We’ll visit each cell in order using a double for loop. For each cell, we’ll find its minimum neighbor (could be itself) and then union that cell with the current one. Once we have our connected components we’ll figure out how to their counts. For now that’s the game plan.

def calculateBasins(grid):
  n, basins = len(grid), [u for u in range(len(grid)**2)]

  def find(u): return u if basins[u] == u else find(basins[u])
  def union(u, v): basins[find(v)] = find(u)

  for i in range(n):
    for j in range(n):
      mini, minj = get_min(grid, i, j, n)
      union(i*n + j, mini*n + minj)

def get_min(grid, i, j, n):
  mini, minj = i, j
  if i > 0   and grid[i-1][j] < grid[mini][minj]: mini, minj = i - 1, j
  if i < n-1 and grid[i+1][j] < grid[mini][minj]: mini, minj = i + 1, j
  if j > 0   and grid[i][j-1] < grid[mini][minj]: mini, minj = i, j - 1
  if j < n-1 and grid[i][j+1] < grid[mini][minj]: mini, minj = i, j + 1
  return mini, minj

Basic stuff so far.
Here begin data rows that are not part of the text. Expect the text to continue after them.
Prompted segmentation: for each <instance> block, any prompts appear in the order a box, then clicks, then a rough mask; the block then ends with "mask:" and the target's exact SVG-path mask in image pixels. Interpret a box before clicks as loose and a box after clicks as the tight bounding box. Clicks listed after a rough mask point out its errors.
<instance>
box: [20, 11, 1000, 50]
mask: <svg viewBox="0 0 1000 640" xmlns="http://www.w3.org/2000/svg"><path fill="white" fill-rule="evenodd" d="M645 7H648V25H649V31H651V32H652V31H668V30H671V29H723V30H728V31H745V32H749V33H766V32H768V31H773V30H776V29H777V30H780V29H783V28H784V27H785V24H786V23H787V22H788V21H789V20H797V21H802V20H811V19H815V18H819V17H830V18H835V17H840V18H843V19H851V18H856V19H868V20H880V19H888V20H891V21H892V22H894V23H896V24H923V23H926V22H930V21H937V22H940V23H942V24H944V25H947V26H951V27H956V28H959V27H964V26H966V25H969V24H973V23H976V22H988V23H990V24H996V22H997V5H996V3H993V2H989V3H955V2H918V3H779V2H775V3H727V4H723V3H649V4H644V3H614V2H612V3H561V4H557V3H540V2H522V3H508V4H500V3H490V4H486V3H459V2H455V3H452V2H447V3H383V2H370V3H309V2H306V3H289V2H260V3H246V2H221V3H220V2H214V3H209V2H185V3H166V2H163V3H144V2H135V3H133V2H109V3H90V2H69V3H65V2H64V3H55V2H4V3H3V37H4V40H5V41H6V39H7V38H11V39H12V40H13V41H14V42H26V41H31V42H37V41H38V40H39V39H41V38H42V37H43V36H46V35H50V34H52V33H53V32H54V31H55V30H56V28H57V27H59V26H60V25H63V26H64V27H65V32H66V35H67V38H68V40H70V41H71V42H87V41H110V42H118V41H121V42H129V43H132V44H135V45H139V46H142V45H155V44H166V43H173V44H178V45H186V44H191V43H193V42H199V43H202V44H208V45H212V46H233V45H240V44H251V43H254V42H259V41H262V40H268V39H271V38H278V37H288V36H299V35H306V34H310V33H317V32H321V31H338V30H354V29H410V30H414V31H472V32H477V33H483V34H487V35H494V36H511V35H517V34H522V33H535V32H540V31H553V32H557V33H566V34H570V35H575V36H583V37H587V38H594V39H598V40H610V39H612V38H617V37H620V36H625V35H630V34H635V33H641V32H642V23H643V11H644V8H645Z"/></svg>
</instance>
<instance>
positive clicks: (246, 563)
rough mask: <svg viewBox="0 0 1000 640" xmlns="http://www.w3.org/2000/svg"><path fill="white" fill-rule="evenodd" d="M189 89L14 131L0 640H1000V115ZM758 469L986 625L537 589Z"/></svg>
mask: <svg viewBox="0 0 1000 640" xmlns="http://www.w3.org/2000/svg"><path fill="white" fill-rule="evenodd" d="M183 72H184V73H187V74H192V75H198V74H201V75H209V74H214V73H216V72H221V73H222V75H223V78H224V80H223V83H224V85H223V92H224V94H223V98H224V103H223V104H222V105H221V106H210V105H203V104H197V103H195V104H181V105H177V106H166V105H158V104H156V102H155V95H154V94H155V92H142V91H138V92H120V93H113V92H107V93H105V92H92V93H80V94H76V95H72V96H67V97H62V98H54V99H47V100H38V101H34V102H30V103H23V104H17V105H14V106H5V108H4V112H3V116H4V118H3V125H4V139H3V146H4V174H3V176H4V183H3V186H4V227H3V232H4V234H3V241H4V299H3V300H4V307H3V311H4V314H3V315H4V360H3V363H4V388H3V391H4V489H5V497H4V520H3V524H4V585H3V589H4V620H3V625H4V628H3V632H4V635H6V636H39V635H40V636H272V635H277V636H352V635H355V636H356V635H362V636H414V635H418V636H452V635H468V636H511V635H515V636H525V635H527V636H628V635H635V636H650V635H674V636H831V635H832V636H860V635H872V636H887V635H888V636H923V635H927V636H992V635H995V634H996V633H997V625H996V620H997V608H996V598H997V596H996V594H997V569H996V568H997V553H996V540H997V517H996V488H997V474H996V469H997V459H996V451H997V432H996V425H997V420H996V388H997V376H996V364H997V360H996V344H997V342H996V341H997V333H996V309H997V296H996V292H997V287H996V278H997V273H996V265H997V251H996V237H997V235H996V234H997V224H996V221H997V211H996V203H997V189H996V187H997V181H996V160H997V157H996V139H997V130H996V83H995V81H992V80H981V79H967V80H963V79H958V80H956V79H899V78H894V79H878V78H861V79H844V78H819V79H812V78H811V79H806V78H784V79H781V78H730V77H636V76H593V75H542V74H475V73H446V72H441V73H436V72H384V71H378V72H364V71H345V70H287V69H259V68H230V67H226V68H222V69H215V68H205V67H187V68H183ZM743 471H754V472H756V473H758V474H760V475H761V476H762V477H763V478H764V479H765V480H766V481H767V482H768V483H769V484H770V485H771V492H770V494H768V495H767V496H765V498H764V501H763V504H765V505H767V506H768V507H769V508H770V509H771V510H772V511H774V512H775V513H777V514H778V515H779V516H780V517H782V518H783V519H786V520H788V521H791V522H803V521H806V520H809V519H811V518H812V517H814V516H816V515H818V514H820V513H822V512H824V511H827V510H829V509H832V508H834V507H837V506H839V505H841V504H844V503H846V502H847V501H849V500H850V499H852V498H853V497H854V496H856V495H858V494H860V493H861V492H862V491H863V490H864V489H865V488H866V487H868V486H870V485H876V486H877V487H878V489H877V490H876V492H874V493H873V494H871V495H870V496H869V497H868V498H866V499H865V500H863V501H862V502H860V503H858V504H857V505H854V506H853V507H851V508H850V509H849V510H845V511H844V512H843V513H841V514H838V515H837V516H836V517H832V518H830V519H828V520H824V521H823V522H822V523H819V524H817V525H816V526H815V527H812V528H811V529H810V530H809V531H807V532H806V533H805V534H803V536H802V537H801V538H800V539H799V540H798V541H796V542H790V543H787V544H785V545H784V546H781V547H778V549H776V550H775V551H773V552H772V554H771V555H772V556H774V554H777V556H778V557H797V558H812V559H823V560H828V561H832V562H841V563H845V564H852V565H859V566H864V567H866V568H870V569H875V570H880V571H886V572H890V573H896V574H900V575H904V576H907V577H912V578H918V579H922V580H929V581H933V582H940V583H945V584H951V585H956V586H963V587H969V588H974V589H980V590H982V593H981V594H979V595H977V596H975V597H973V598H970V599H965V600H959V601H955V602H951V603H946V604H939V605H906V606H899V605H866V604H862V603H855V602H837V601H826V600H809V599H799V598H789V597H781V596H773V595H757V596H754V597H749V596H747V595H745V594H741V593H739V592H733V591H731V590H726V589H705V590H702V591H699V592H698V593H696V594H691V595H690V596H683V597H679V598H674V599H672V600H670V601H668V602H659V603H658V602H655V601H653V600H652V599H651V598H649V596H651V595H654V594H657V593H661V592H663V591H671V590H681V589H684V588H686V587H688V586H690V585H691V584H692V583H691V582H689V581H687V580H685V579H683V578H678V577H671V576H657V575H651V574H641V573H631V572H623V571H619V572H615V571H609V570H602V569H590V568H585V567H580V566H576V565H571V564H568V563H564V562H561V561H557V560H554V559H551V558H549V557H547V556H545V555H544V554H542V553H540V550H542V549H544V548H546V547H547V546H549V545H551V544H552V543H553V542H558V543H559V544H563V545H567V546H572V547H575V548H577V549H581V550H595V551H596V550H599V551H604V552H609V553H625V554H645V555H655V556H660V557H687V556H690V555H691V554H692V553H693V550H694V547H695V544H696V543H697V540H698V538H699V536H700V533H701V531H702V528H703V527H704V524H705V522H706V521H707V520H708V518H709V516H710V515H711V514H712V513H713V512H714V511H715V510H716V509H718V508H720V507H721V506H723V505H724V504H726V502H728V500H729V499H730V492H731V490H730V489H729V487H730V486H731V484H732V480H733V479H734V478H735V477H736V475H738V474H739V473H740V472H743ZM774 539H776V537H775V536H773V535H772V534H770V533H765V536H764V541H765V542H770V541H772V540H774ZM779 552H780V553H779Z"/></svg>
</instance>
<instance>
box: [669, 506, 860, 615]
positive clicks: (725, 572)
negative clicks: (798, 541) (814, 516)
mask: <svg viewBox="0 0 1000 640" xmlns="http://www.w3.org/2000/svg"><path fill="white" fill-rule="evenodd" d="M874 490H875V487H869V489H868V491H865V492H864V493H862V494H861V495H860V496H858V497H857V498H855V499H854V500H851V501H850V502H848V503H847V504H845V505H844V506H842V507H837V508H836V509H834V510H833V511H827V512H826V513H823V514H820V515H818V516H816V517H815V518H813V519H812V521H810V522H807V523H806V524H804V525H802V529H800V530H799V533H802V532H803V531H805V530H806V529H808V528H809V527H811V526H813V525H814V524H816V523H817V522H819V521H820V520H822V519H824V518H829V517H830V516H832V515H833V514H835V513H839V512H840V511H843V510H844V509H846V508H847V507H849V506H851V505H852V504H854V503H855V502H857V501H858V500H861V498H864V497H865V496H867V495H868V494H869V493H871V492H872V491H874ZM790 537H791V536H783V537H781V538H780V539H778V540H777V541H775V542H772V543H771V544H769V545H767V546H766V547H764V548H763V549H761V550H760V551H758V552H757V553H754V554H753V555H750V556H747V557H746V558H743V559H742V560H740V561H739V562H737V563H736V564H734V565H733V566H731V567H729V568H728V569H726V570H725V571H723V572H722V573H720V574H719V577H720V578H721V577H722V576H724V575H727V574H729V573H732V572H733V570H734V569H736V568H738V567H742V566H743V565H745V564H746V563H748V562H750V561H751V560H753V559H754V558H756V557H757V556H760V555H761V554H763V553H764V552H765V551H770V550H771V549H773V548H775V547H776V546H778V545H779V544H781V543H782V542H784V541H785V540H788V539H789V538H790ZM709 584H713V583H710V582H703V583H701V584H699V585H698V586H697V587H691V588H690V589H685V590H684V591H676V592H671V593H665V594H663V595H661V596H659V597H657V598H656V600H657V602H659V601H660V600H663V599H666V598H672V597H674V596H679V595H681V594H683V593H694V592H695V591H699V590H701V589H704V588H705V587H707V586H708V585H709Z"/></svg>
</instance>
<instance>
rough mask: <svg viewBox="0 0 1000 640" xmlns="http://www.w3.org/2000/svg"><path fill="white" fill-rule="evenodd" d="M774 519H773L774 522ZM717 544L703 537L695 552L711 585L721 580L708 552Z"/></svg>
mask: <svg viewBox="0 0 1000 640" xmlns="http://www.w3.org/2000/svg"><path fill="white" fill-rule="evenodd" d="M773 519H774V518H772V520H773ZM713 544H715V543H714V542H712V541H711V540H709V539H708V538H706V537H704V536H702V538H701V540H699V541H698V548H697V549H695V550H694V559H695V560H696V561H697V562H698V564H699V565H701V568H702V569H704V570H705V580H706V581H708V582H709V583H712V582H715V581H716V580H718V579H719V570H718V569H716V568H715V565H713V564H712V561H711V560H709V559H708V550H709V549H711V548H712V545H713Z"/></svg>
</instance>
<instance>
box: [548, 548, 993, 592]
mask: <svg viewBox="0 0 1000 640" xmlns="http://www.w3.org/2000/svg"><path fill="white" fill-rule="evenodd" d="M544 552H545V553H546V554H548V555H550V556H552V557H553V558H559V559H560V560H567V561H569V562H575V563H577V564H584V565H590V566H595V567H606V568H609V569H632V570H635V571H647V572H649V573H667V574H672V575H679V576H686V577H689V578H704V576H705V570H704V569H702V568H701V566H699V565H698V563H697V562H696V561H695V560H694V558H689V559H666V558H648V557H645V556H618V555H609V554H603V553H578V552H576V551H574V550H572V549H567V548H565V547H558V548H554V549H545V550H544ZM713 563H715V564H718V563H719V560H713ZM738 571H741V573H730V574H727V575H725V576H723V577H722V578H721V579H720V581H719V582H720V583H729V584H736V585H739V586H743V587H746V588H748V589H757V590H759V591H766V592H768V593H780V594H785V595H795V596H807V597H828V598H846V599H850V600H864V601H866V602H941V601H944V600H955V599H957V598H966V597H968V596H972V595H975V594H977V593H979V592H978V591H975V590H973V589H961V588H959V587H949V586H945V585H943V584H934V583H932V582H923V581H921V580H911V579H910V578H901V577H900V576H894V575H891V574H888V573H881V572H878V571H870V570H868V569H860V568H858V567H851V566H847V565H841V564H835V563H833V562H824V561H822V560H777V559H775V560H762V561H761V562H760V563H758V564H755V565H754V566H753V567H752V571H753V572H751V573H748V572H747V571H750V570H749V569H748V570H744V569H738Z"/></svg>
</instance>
We’re just checking each of the four neighbors to see if they have a value less that the current cell. If so we return that as the minimum valued neighbor, and that’s where the water will flow. So we call union on the current cell and the location of this minimum valued cell. I’ve also added the union find code in the calculateBasins function itself instead of defining a separate class. Also, what was parents in the class definiton for union-find above is now named basins.

All that’s left now is to return the answer. Instead of writing our own code, for this we’ll use python’s Counter from the collections module.

from collections import Counter as cntr

def calculateBasins(grid):
  n, basins = len(grid), [u for u in range(len(grid)**2)]

  def find(u): return u if basins[u] == u else find(basins[u])
  def union(u, v): basins[find(v)] = find(u)

  for i in range(n):
    for j in range(n):
      mini, minj = get_min(grid, i, j, n)
      union(i*n + j, mini*n + minj)
  return sorted(cntr(find(u) for u in range(n*n)).values(), reverse=True)

def get_min(grid, i, j, n):
  mini, minj = i, j
  if i > 0   and grid[i-1][j] < grid[mini][minj]: mini, minj = i - 1, j
  if i < n-1 and grid[i+1][j] < grid[mini][minj]: mini, minj = i + 1, j
  if j > 0   and grid[i][j-1] < grid[mini][minj]: mini, minj = i, j - 1
  if j < n-1 and grid[i][j+1] < grid[mini][minj]: mini, minj = i, j + 1
  return mini, minj

And just like that, in one fell swoop, we’ve finished off our code for this problem. There’s some function nesting going on here so I’ll walk you through it. First, we’re using a list comprehension as an argument to the cntr function call. This is giving us a list (a generator) of id’s of the connected components each cell belongs to. The counter is simply counting the number of occurences of each element in the list and storing it in a dictionary. So we get those numbers using dict.values(), and finally we return a list of these values, sorted in descending order (using the reverse flag). That’s it! For extra challenge, try optimizing the union find data structure.